Un divario così ampio che ha spinto Alexis Tsipras ad ammettere la sconfitta elettorale e a telefonare al suo avversario e Kyriakos Mitsotakis per congratularsi. "I cittadini hanno scelto. E noi rispettiamo il risultato, perché il cambio di governo è l'essenza della democrazia, non un paradosso. Ho fatto i complimenti a Mitsotakis e domani gli consegnerò l'ufficio del primo ministro" ha detto il premier greco uscente , aggiungendo che Syriza ha fatto "scelte difficili" per cambiare il paese, "pagando un alto prezzo"e che il paese che oggi consegna al nuovo governo "è molto diverso" dallo stato in bancarotta che ricevette nel 2015, con avanzo di bilancio e occupazione in crescita. "Oggi siamo uno stato rispettato" ha sottolineato Tsipras, assicurando: "Ora analizzeremo i nostri errori e poi saremo un'opposizione responsabile ma molto attiva in Parlamento. Non gli riserverò il trattamento che ho avuto dai miei predecessori, ma lo accoglierò per il passaggio di consegne. Spero che questa vittoria di Nea Dimokratia non sia l'occasione di vendetta, specie contro i diritti dei lavoratori"

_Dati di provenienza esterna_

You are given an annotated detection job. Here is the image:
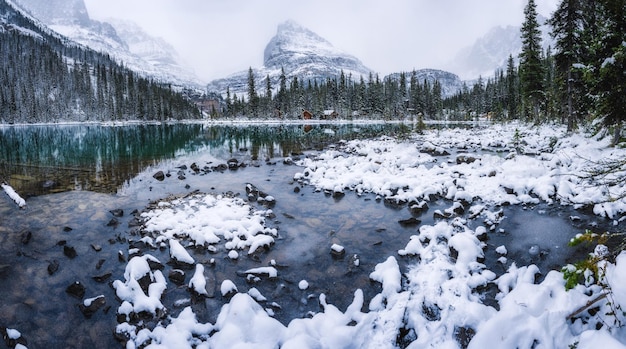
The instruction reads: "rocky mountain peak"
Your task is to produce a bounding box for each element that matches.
[17,0,91,26]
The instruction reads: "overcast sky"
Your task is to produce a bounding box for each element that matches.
[85,0,558,82]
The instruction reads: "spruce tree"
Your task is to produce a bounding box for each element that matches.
[549,0,586,131]
[586,0,626,143]
[248,67,259,116]
[519,0,544,121]
[505,55,519,119]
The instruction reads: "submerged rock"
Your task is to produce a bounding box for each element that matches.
[48,259,59,275]
[152,171,165,182]
[21,230,33,245]
[63,245,78,259]
[65,281,85,299]
[78,296,106,318]
[398,217,422,227]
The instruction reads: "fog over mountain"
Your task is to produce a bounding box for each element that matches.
[208,21,374,95]
[16,0,200,85]
[446,16,554,80]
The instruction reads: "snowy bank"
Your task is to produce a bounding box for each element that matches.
[114,121,626,349]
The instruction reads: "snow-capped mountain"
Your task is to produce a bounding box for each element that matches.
[207,21,372,96]
[16,0,200,86]
[447,16,554,80]
[387,69,463,98]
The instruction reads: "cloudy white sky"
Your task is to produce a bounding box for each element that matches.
[85,0,558,82]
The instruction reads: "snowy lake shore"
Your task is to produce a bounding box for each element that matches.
[116,121,626,348]
[1,124,626,348]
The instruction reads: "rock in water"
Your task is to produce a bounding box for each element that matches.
[65,281,85,299]
[63,245,78,259]
[78,296,107,318]
[152,171,165,182]
[48,259,59,275]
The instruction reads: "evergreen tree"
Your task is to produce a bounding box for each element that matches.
[248,67,259,116]
[519,0,544,121]
[548,0,586,131]
[505,55,519,119]
[586,0,626,143]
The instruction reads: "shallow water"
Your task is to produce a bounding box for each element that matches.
[0,121,608,348]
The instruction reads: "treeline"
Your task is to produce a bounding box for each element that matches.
[224,0,626,140]
[444,0,626,141]
[0,0,200,123]
[223,69,443,118]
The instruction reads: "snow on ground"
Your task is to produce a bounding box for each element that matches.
[114,121,626,349]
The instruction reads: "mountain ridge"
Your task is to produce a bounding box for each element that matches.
[16,0,202,87]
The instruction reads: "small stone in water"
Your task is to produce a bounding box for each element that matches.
[63,245,78,259]
[528,245,539,257]
[298,280,309,290]
[48,259,59,275]
[65,281,85,299]
[92,271,113,282]
[330,244,346,257]
[152,171,165,181]
[96,259,106,270]
[22,230,33,245]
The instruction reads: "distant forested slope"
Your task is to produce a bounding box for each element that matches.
[0,0,200,123]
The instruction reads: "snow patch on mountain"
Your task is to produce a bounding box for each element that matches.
[207,21,373,96]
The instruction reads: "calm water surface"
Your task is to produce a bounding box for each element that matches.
[0,124,603,348]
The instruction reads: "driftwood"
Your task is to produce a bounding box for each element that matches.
[565,292,609,320]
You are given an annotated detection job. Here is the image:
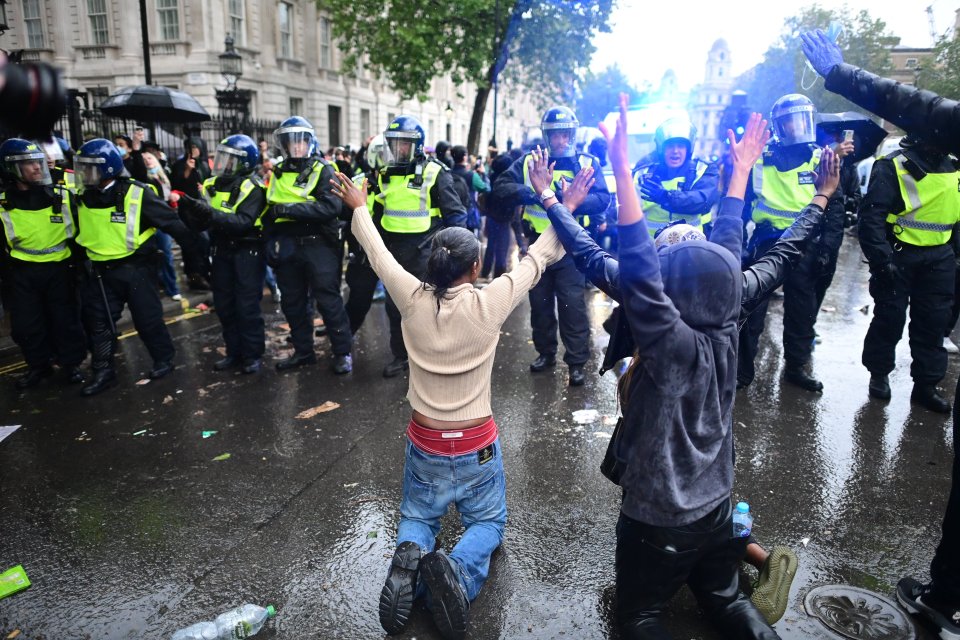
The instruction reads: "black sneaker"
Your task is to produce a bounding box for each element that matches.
[380,542,420,635]
[897,578,960,640]
[420,551,470,640]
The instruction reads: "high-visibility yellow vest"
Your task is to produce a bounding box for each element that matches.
[77,184,157,262]
[887,155,960,247]
[0,189,76,262]
[375,162,446,233]
[523,153,602,233]
[267,158,328,223]
[634,160,710,237]
[751,149,821,230]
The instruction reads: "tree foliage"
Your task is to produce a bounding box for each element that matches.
[316,0,613,150]
[576,64,642,127]
[737,5,898,114]
[917,34,960,100]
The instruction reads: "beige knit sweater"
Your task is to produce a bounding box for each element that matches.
[352,207,564,421]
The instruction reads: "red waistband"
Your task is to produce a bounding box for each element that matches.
[407,418,497,456]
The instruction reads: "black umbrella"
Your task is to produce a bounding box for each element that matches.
[100,84,210,122]
[817,111,888,162]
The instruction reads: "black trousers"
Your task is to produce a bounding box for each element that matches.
[862,245,956,384]
[5,260,87,369]
[274,237,353,356]
[930,380,960,606]
[384,233,430,358]
[616,501,779,640]
[529,255,590,366]
[210,242,267,360]
[83,258,176,369]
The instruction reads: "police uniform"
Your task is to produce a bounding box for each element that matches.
[859,143,960,411]
[77,178,193,395]
[374,156,467,377]
[202,175,267,373]
[263,156,353,373]
[493,153,610,384]
[0,179,87,388]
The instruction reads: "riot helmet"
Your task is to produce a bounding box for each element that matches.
[770,93,817,147]
[653,117,697,164]
[540,107,580,158]
[0,138,53,186]
[213,134,260,178]
[73,138,123,188]
[273,116,317,164]
[383,115,425,167]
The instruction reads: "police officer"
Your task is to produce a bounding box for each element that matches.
[633,118,720,235]
[262,116,353,374]
[74,138,194,396]
[373,115,467,378]
[493,107,610,386]
[179,135,267,373]
[859,133,960,413]
[737,93,846,391]
[0,138,87,389]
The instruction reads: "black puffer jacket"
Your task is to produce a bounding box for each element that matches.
[826,64,960,155]
[547,198,823,375]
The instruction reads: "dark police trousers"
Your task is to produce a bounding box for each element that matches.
[616,500,779,640]
[273,236,353,356]
[210,239,267,360]
[384,233,430,358]
[529,252,590,366]
[83,255,176,370]
[5,258,87,369]
[863,244,956,384]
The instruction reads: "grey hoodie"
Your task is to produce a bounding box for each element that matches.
[617,220,743,527]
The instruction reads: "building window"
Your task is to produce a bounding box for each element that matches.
[327,105,340,147]
[360,109,370,142]
[87,0,110,44]
[320,18,333,69]
[157,0,180,42]
[227,0,247,47]
[278,2,293,58]
[23,0,43,49]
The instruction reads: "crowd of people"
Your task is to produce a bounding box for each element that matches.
[0,27,960,638]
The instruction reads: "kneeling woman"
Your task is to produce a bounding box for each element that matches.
[334,153,589,638]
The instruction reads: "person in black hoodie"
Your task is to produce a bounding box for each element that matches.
[604,95,812,639]
[179,135,267,373]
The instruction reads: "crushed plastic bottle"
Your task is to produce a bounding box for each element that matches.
[171,604,277,640]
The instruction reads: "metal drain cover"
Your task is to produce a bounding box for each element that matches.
[803,584,917,640]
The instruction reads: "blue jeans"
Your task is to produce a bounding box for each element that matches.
[397,438,507,602]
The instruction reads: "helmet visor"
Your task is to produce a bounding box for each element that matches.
[275,127,314,159]
[382,131,420,167]
[6,152,53,186]
[213,146,247,178]
[774,109,817,146]
[543,124,577,158]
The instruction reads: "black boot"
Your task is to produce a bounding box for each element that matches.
[213,356,240,371]
[276,352,317,371]
[383,356,410,378]
[380,542,421,635]
[910,383,951,413]
[420,551,470,640]
[80,369,117,396]
[867,374,890,400]
[15,365,53,391]
[783,365,823,391]
[530,353,557,373]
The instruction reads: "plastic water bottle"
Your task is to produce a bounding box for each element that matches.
[733,502,753,538]
[171,604,277,640]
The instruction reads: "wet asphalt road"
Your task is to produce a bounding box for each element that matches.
[0,236,958,640]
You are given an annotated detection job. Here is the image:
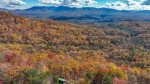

Secondo gli stessi exit poll forniti dalla società Alco per tutti i canali televisivi greci,  tutti gli altri partiti che si sono presentati a queste elezioni politiche in Grecia sono molto più indietro. Nel dettaglio, dopo Nea Dimokratia e Syriza, ci sarebbero i socialisti di Kinal  con una percentuale compresa tra il 6,5 e l'8%; i comunisti di Kke tra il 5 e il 6%, il movimento di Yanis Varoufakis, Diem 25, attestato  tra il 3 e il 4%. Al limite della soglia di sbarramento del 3 per cento ci sarebbero invece i nazionalisti di Elliniki Lysi, dati tra il 2,8 e il 3,5%, e i neonazisti di Alba Dorata che crollerebbero tra il 2,8 e il 3,8%, dimezzando i consensi rispetto ala passata tornata elettorale in Grecia. Per Atene quindi si prospetta un ritorno al passato così come era già emerso alle ultime elezioni europee concluse con una sonora sconfitta del partito di governo, un dato che poi ha portato alla crisi e alle dimissioni del premier  Tsipras con elezioni anticipate.